Muddling Through Being Good

Season’s greetings to all of you out there!  I’ve been thinking a lot about what it means to be a good person.  The deeper I think about this, the less I feel I know.  I think we all have an intuitive sense of what it means, but none of us really knows for sure.  I don’t mean to disparage any religion, by saying that.  If there is a God, I guess He/She/It must know.  But, if so, how do we know what God knows?  Some religions say that their holy book tells us this, but how do we know which holy book, if any, is right?

Alan Watts, the former Anglican minister who lectured on eastern religion from the 1950’s through the 1970’s, recounted a story in which a proselytizer tried to convince him that it made sense that God would give humanity a book to explain how everything worked.  Watts responded that he certainly hoped not, for such a book would destroy our minds.  Creation, he thought, is far too complex for us mortals to get our minds around.  Couldn’t the same thing be said about ethics? 

I can’t think of a single religious teaching or ethics philosophy that tells me exactly how to navigate every single moral dilemma.  The best we get are some basic guidelines and wisdom teachings to guide us.  Do we go with Immanuel Kant’s idea that we should ask “how would it be if we all did that”?    John Stuart Mill’s idea that we should try to maximize everyone’s happiness?  Aristotle’s idea that virtues are balance points between twin vices?  None of them seem to really cover everything.

Religions give us wisdom, like the Golden Rule (treat others the way you’d want to be treated).  It’s a good general guideline, but, if you really think it through, it doesn’t really help you through everything.  We know, for example, that different people have different personalities.  An extrovert might follow the Golden Rule by shouting “hi” to an introvert across the room, not realizing that this may overwhelm the introvert.  The introvert might not talk to an extrovert who’s reading a book in the corner, feeling that they may want peace and quiet, when, in fact, the extrovert might be hoping for some attention.

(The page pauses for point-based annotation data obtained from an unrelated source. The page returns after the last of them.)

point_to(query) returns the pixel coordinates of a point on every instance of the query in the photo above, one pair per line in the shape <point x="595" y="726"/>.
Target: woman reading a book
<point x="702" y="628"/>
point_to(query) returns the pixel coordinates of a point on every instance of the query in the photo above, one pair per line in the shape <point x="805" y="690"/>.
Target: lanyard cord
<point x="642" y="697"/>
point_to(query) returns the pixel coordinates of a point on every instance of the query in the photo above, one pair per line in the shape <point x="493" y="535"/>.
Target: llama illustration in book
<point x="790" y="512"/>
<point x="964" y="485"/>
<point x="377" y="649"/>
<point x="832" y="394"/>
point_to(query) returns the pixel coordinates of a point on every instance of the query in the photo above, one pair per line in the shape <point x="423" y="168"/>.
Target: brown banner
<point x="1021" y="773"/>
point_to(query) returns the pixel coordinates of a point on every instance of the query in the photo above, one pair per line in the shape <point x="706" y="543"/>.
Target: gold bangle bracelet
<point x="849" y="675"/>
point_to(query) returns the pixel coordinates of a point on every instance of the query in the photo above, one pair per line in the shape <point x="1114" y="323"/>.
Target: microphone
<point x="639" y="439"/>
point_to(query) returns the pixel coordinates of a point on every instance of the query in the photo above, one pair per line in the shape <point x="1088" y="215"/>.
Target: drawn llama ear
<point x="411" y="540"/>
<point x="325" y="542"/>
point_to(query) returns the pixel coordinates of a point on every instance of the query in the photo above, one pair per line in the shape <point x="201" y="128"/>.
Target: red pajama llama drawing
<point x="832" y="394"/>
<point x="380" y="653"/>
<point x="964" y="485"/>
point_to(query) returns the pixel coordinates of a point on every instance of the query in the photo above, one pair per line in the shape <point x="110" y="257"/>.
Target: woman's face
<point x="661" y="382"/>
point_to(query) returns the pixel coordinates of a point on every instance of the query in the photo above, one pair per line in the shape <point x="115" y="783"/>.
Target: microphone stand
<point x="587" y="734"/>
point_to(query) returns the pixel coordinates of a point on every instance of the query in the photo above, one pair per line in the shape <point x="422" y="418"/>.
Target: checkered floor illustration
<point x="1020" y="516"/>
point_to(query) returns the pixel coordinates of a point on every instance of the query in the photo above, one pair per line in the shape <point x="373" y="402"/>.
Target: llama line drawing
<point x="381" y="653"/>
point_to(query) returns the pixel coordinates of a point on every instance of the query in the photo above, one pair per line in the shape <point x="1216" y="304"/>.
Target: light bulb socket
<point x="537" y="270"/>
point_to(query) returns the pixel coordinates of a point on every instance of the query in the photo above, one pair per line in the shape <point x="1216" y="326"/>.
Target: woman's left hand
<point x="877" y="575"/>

I personally like the idea that we just shouldn’t hurt people, but that seems impossible.  What about self-defense?  What about offending people?  If we always worried about offending people, we’d never say anything, because, if social media has taught us anything, it’s that someone, somewhere will be offended by just about anything we communicate.

I humbly suggest that none of us really knows for sure what it means to be good.  Still, I think we should try to be good. Humanity is too precious to do otherwise.  Fortunately, many of us have good ideas that guide us. Somehow, we muddle through. 

As we near the winter solstice, I hope that, whatever your religion, or lack thereof, the new light of a new year renews us in our resolve to try to be good, by our own lights.  May the Light bless us all.